Last week I talked about crafting a tagline from your dominant strengths that you can use as your guide for selling more while being your best self. This week we’ll talk about preparing your ideal client profile.
The products you sell will speak to specific people, whether you have a company or work for someone else. Either way, there are variables and connection points within that target group, with that room for you to find your niche based on your needs and what you bring (think Apple vs. Microsoft and how they’re targeting different audiences).
Let’s face it, when your prospects like who you are and what you bring, it increases your chances of closing the sale.
When you become more selective in who you prospect and interact with, people you enjoy being with, and appreciate what you bring, you create value and a win-win for both parties.
The industry you’re drawn to often serves as an indicator of what’s important to you. While some salespeople feel they can sell any product, they are rare or more focused on short-term vs. repeat sales in a long-term sales cycle.
When you’re clear on what you bring and need, it’s easier to find a product, business, or company culture that nurtures you.
Creating your ideal client profile
While creating your ideal client profile may seem like you’re limiting who you do business with, it’s actually the opposite. While it’s easy to fall into the scarcity trap and serve anyone you can close, you’ll attract and close more clients the further you narrow down who you best serve. When we get clear and focused on our message and speak to that one person we would love to have as our client, anyone who relates to that message will connect.
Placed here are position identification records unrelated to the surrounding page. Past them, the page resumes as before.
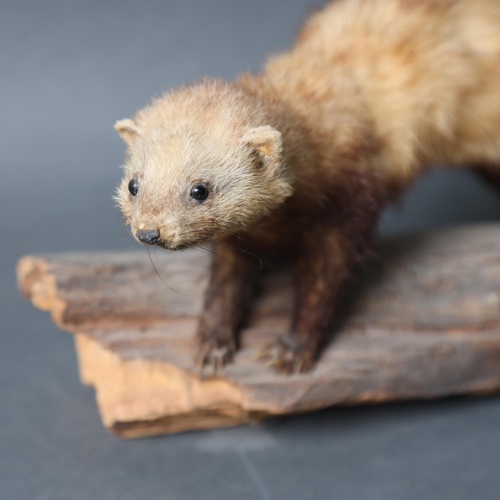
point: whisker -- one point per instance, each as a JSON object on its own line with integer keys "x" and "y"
{"x": 159, "y": 275}
{"x": 243, "y": 251}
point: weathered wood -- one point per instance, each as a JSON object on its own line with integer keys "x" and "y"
{"x": 421, "y": 321}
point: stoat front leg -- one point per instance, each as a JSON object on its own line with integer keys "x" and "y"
{"x": 322, "y": 266}
{"x": 227, "y": 298}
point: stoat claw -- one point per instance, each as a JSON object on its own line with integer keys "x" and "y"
{"x": 213, "y": 355}
{"x": 288, "y": 355}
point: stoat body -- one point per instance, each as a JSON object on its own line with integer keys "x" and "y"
{"x": 300, "y": 159}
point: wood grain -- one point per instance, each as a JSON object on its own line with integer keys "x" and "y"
{"x": 422, "y": 320}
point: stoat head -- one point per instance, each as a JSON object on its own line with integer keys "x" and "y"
{"x": 198, "y": 168}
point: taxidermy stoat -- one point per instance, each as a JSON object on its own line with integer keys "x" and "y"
{"x": 300, "y": 159}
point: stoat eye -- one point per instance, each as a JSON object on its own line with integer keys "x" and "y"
{"x": 199, "y": 191}
{"x": 133, "y": 187}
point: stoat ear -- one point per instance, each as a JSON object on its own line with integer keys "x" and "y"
{"x": 267, "y": 143}
{"x": 128, "y": 130}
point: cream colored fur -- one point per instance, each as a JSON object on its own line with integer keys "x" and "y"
{"x": 401, "y": 84}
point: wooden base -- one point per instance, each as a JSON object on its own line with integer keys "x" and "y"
{"x": 422, "y": 321}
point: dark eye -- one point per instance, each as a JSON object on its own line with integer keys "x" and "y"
{"x": 133, "y": 187}
{"x": 199, "y": 191}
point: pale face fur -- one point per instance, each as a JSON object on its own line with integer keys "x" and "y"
{"x": 170, "y": 151}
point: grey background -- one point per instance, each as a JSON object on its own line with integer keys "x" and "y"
{"x": 68, "y": 70}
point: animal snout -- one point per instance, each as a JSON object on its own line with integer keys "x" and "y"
{"x": 149, "y": 236}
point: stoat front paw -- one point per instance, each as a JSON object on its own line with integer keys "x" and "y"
{"x": 287, "y": 354}
{"x": 213, "y": 354}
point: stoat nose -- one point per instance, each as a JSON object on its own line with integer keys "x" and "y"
{"x": 149, "y": 236}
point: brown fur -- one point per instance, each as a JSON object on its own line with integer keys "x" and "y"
{"x": 301, "y": 159}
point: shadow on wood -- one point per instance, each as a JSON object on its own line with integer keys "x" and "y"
{"x": 422, "y": 321}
When you focus on prospecting people or businesses that would be fun and energizing to connect with, you create a different game and reality for yourself. Remember, when you’re using your dominant talents, you’re in the zone, energized, and learn faster. Why not use this to your advantage and be the pro in an area that’s fun for you with clients you enjoy spending time with?
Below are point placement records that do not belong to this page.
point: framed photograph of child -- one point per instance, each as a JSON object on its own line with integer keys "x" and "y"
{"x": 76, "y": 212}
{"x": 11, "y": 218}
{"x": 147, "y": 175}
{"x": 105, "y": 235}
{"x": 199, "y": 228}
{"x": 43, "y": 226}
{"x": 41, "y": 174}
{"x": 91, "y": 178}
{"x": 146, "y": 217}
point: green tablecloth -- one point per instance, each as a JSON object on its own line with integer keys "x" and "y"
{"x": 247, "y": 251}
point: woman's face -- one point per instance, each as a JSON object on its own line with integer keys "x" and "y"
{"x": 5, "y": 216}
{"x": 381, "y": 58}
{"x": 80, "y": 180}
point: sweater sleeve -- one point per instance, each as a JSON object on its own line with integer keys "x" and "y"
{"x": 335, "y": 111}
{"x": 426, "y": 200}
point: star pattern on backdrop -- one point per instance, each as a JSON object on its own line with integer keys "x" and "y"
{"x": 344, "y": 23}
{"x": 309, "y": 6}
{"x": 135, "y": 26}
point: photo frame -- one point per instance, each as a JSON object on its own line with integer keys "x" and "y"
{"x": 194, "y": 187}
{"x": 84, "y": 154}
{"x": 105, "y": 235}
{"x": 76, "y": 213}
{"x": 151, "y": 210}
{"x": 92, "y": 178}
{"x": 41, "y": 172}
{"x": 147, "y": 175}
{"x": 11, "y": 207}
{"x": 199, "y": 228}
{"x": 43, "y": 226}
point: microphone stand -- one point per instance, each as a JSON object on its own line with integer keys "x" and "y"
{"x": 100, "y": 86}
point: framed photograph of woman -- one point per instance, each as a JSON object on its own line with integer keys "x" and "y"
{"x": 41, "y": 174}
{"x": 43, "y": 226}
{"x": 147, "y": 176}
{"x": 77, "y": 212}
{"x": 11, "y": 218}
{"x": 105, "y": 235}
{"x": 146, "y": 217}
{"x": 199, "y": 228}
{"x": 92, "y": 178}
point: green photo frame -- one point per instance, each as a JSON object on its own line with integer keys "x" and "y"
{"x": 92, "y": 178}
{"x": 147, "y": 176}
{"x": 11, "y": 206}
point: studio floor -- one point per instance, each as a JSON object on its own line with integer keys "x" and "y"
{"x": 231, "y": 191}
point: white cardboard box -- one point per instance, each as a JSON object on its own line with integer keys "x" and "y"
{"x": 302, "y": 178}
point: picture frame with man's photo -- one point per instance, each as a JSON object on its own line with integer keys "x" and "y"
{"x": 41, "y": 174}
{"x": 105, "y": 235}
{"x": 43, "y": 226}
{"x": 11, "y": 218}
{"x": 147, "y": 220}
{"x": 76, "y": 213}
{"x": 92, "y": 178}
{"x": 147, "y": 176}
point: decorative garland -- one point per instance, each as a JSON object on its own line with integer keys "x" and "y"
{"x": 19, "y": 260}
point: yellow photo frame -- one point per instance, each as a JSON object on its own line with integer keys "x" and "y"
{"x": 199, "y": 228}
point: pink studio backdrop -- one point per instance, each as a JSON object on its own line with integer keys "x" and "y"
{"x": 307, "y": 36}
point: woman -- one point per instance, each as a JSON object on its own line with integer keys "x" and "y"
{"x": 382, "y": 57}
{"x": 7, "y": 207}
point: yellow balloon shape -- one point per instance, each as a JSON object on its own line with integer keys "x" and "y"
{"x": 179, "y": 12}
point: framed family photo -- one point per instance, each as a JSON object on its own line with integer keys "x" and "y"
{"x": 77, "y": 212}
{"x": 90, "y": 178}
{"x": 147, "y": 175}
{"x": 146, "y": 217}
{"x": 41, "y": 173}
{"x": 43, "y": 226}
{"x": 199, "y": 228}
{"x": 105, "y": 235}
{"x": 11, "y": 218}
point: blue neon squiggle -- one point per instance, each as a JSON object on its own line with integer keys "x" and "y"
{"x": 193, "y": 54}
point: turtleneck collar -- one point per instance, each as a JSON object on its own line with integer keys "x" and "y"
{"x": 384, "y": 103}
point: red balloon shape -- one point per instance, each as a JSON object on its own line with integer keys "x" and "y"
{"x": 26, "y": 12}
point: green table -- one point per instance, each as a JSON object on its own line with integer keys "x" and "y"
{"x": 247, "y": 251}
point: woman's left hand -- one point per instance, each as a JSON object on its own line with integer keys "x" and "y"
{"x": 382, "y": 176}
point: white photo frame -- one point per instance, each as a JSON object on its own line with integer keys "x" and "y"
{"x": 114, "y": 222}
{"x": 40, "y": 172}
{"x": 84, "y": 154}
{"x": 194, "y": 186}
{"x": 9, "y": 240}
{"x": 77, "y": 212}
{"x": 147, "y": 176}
What can you create if you include your needs in the process with your targets? Would your performance increase or decrease? Would that make the sales game more fun?
To do that, consider the following questions:
1. Who are you?
What are the benefits you provide your company as a salesperson? Include yourself in the equation; in other words, what do you bring as a person that makes you unique? Use the tagline exercise as a guideline that was posted last week.
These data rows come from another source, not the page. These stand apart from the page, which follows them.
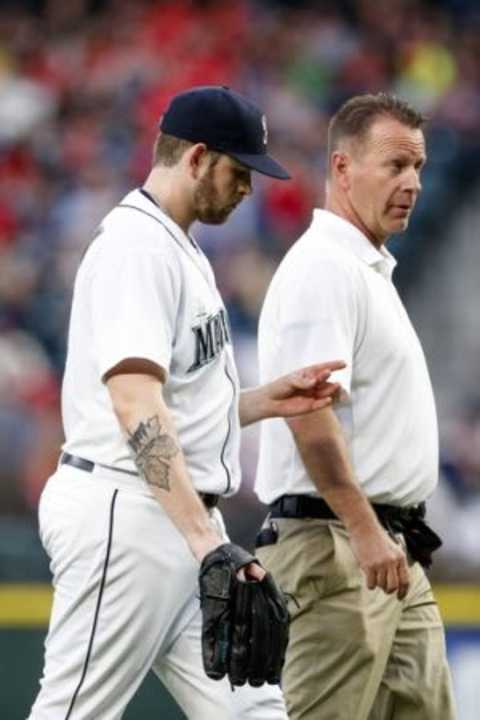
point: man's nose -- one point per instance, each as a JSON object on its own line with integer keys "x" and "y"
{"x": 245, "y": 187}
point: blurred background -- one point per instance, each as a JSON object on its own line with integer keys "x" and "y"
{"x": 82, "y": 86}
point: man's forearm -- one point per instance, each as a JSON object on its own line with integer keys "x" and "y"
{"x": 253, "y": 405}
{"x": 320, "y": 442}
{"x": 152, "y": 439}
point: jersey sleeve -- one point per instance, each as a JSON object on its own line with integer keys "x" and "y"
{"x": 318, "y": 319}
{"x": 133, "y": 308}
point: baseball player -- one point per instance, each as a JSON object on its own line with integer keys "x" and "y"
{"x": 152, "y": 411}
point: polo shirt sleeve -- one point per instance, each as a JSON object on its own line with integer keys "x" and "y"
{"x": 133, "y": 307}
{"x": 318, "y": 318}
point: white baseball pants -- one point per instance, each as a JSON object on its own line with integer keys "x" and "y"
{"x": 125, "y": 602}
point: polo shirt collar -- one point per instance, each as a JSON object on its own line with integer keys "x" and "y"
{"x": 342, "y": 232}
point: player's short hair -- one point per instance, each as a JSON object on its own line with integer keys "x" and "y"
{"x": 357, "y": 115}
{"x": 167, "y": 150}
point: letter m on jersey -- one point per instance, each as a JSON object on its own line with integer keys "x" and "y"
{"x": 210, "y": 338}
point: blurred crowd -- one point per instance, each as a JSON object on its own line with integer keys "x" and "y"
{"x": 82, "y": 87}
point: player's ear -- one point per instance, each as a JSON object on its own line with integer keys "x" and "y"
{"x": 340, "y": 162}
{"x": 197, "y": 158}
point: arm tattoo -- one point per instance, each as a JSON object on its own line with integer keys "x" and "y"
{"x": 153, "y": 450}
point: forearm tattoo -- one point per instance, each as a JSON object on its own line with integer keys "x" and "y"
{"x": 152, "y": 450}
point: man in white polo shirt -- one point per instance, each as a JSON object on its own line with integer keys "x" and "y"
{"x": 346, "y": 486}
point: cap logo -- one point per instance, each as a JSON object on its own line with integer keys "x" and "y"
{"x": 265, "y": 129}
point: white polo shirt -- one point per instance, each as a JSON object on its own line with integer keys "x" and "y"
{"x": 332, "y": 298}
{"x": 145, "y": 290}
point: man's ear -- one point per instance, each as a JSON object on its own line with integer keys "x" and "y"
{"x": 196, "y": 159}
{"x": 340, "y": 166}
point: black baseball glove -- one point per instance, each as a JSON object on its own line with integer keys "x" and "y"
{"x": 245, "y": 623}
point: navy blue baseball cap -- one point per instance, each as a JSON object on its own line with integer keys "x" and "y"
{"x": 226, "y": 122}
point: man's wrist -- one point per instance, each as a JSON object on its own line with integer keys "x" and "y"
{"x": 201, "y": 544}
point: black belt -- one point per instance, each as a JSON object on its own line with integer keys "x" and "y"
{"x": 210, "y": 500}
{"x": 420, "y": 539}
2. What business are you in?
What industry—Tech, dental, creative arts,…? Selling to—business owners, consumers,…
3. Who would you like to sell to?
List their characteristics, like personality, business owner, employee, age range, male/female, urban/rural, income range, education, and other demographics, interests, profession, etc. Dream big.
4. What are their current needs or problems?
What keeps them up at night that you have a solution for? What’s important to them? How can you impact and help? How can your products help?
Include you in the equation, who you are will be how your prospects and clients experience the brand. For them, you are the brand, and you are unique. Look at your strengths and see which ones help you create solutions and be of service.
Many of us are in business offering what could be perceived as the same products, yet when we take a closer look, they’re very different. Just think of how you experience one car brand compared with another and what it feels like to interact with one company over the other. Some of it is marketing, some of it comes down to the small details and quality in materials, emotional experience, design, performance, and more. We choose products that we connect to that we feel will enhance a specific area of our lives.
How are your products different in experience, quality, handling, materials, speed, system, market size, business size, etc.?
What’s important to your prospect?
It’s easy to compare yourself to other companies that carry similar products, let’s say dental implants, as that’s an industry I’ve been in for many years. While the products have a similar principle, the experience of using the different companies is vastly different. From the size of the companies, people, number of parts and pieces, products offered, features and benefits, and support.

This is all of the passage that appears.